Ashish Kothari lays out alternatives beyond incrementalist tweaks of the current system, such as techno-fixes like geoengineering, or market mechanisms like carbon trading, or managerial solutions like recycling.
“The same system that’s actually creating or exacerbating the problems, capitalist statist patriarchy, is telling us, don’t worry – we have the solutions. But we know that, at a fundamental level, none of these are solutions, really. I mean, they might help to stave off the problem and delay the inevitable collapses a little bit. But they’re not really going to fundamentally change anything.”
Kothari calls instead for what he calls “radical, genuine, systemic alternatives.”
“Even as people resist and say no to a certain system, we need to recognize, support, and help to network radical alternatives… Genuine alternatives, therefore, or systemic or radical alternatives, then, are those which actually challenge the structures and relations of inequality and unsustainability and injustice.”
Kothari then distinguishes between reform as transitions that “actually only strengthen the current status quo,” on the one hand, and on the other hand, “reforms will help us to go towards the fundamental systemic transformations that we want.” To illustrate this distinction, he cites the example of food sovereignty.
“In India, we have a Food Security Act, which is essential because it makes the State responsible to make sure that food is provided to those who don’t have enough food – they’re hungry, they’re malnourished right now. So, making the state accountable is very important, but unless we move also from that into a food sovereignty law, which enables small scale producers especially to actually gain sovereignty, we are, in a sense, only reinforcing the status quo in the sense we’re making the state even more powerful and sustaining a certain dependence on the state of people who otherwise would actually be able to grow their own food or generate their own incomes, to be able to purchase the food from farmers.
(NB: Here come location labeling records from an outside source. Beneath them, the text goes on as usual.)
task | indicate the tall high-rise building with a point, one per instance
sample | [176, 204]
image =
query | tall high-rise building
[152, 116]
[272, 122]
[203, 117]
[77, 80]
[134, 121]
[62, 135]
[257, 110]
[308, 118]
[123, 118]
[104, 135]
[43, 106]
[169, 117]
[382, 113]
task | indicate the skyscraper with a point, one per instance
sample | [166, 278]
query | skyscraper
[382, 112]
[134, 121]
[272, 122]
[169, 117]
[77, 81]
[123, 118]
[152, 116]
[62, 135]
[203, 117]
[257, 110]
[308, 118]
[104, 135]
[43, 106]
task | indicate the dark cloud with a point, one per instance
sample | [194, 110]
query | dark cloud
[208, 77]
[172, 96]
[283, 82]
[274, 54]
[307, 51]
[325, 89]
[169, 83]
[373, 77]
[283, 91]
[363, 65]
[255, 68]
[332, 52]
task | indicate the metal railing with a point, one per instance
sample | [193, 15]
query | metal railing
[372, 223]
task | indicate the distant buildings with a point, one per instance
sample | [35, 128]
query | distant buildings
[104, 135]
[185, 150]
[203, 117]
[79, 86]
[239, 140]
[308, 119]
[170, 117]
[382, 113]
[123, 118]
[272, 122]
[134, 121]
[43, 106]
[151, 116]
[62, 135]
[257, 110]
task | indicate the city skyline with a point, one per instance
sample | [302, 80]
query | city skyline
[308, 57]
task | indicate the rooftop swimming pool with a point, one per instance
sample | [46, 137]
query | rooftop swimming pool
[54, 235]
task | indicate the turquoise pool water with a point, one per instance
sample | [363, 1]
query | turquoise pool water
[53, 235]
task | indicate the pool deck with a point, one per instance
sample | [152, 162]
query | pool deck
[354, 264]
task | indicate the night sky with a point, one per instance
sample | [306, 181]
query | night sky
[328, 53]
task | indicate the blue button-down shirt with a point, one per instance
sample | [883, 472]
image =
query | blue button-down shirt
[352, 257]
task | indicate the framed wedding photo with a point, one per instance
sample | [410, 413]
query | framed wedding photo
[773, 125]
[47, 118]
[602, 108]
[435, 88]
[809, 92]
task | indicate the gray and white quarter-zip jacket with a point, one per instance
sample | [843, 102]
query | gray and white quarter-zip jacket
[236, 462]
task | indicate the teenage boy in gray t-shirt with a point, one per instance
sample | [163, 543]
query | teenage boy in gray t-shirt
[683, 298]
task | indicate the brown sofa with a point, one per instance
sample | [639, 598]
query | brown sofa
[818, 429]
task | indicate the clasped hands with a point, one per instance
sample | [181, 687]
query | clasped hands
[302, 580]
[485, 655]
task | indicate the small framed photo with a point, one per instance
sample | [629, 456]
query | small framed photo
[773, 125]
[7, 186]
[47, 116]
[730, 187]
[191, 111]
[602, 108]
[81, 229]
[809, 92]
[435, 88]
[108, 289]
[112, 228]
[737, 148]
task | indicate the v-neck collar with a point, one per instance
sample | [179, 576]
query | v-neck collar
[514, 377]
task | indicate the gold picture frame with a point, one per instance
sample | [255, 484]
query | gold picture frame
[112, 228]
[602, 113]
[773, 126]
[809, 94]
So the food sovereignty movement actually is a fundamental systemic radical alternative to the food crisis that we have.”
This example brings us full circle to the outset of our consideration of systems (with Jayati Ghosh making the case for transforming the food system away from industrial agriculture.) Which brings us to our final input: Nwamaka Agbo urges us to rediscover our lost “ability to think about how we are ultimately building beyond and outside of the systems that oppress us.”